The European Union is pushing for a robust termination clause in its ongoing post-Brexit negotiations with the UK, a provision informally dubbed the "Farage clause" by diplomats. This legal safeguard is designed to protect the bloc from financial losses should a future British government, potentially led by Reform UK's Nigel Farage, tear up any new agreement.
The 'Farage Clause': A Financial Safeguard for the EU
According to a draft text seen by the Financial Times, the clause forms part of talks on a sanitary and phytosanitary (SPS) agreement aimed at easing post-Brexit checks on agricultural trade. The stipulation demands that any party withdrawing from the deal must cover the costs of re-establishing border controls and infrastructure.
These costs, which could run into billions of pounds, would encompass setting up infrastructure, equipment, and the initial recruitment and training of staff for border controls. EU diplomats see this as a necessary precaution against the possibility of a Reform UK victory in a future general election, given the party's threats to cancel any such UK-EU pact.

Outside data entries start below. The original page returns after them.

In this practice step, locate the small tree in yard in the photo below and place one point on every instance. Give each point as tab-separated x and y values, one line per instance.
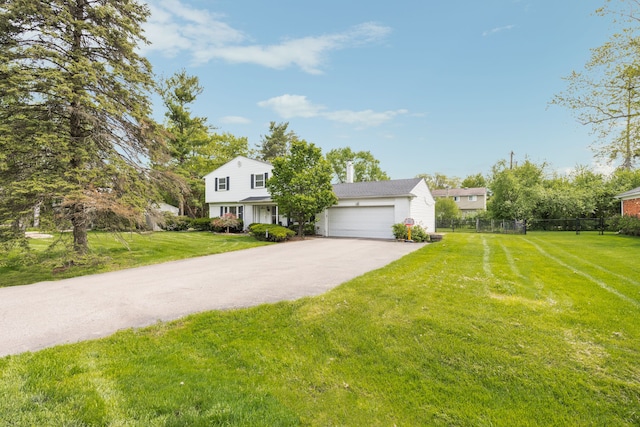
301	183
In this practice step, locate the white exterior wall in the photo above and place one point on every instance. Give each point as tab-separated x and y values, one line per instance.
239	171
420	207
400	207
423	207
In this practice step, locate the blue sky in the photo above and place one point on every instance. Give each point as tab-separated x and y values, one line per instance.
426	86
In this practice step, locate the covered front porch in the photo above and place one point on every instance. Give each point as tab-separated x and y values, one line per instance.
262	210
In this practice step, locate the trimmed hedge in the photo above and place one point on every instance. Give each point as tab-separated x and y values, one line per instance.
271	232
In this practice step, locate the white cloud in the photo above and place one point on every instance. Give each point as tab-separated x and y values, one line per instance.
174	27
235	120
290	106
498	30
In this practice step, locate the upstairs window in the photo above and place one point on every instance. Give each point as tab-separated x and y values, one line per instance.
222	184
259	180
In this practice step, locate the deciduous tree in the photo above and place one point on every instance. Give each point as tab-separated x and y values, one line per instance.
365	166
277	143
300	183
439	181
195	150
606	95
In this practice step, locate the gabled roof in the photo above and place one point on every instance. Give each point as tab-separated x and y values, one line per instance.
476	191
237	159
392	188
629	194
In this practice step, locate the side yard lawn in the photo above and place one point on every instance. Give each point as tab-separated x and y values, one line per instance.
111	252
476	330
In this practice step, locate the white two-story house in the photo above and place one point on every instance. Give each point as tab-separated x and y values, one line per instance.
239	187
364	209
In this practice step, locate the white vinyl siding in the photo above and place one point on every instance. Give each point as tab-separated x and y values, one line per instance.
363	221
259	180
222	184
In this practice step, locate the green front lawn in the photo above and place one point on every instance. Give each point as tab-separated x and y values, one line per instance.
111	252
477	330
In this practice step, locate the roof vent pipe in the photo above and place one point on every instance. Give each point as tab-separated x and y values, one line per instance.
349	172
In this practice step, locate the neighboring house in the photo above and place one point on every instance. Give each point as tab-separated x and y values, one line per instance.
364	209
154	216
469	200
630	202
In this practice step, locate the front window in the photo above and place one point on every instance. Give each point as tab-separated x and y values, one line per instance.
223	184
238	211
259	180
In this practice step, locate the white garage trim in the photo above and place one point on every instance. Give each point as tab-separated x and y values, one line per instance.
361	221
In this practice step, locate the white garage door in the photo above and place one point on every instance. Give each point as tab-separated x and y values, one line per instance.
369	221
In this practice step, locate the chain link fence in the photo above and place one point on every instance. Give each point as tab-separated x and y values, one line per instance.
478	225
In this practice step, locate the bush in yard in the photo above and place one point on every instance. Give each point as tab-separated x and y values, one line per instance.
309	228
226	222
629	225
201	224
418	234
175	223
271	232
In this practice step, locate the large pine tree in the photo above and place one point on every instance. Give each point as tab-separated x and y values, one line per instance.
74	128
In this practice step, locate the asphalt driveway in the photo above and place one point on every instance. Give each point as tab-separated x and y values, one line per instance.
46	314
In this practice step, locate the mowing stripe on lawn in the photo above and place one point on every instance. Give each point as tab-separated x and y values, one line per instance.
486	259
511	262
590	264
600	283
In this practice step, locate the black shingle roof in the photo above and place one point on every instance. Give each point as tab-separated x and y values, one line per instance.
396	187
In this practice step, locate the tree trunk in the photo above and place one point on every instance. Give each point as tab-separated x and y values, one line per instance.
79	221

However, UK sources have pushed back against this characterisation. They insist the clause is a standard feature of international agreements and is reciprocal, meaning it would also oblige the EU to compensate the UK if it were the one to back out. A Labour source described such exit provisions as a basic staple of trade deals, calling attempts to frame them as a "democratic outrage" frankly exhausting.
A Stark Reminder of Brexit's Colossal Price Tag
The clause serves as a sharp reminder of the immense costs already incurred due to Brexit. In 2020, the EU established a €5.4 billion (£4.7bn) Brexit adjustment reserve to help member states manage the disruption caused by the UK's departure.
The fund was allocated to nations most affected to cover new customs, veterinary, and administrative controls not seen since before the single market's creation in 1993. The Republic of Ireland received the largest share at €920 million, while the Netherlands was allocated more than €800 million.
France spent at least €200 million of its €672 million allocation on deploying customs officers, border police, and inspectors at key ports like Calais and the Channel Tunnel. This included specialised checks for racehorses, a measure that alone cost Eurotunnel €20 million. The Netherlands hired over 900 new customs officials and 145 extra veterinarians for the port of Rotterdam, and Spain brought on an additional 860 employees for border points.
Complex Negotiations Lie Ahead
Formal negotiations on the SPS agreement are due to begin this month but are expected to be lengthy and complex. The deal is part of a wider "reset" package, which already includes a return to the Erasmus student exchange scheme agreed before Christmas.
Another challenging area is an agreement on the carbon border adjustment mechanism (CBAM), where hopes for a pre-Christmas deal were dashed. According to Anand Menon, director of the think tank UK in a Changing Europe, the EU's tough stance is predictable. "We shouldn't be surprised that the EU is playing hardball. After all, they have decided that we need these agreements more than they do. As such, they will extract every last concession," he said.
The European Commission and the UK government have been approached for comment on the ongoing negotiations and the specific details of the draft clause.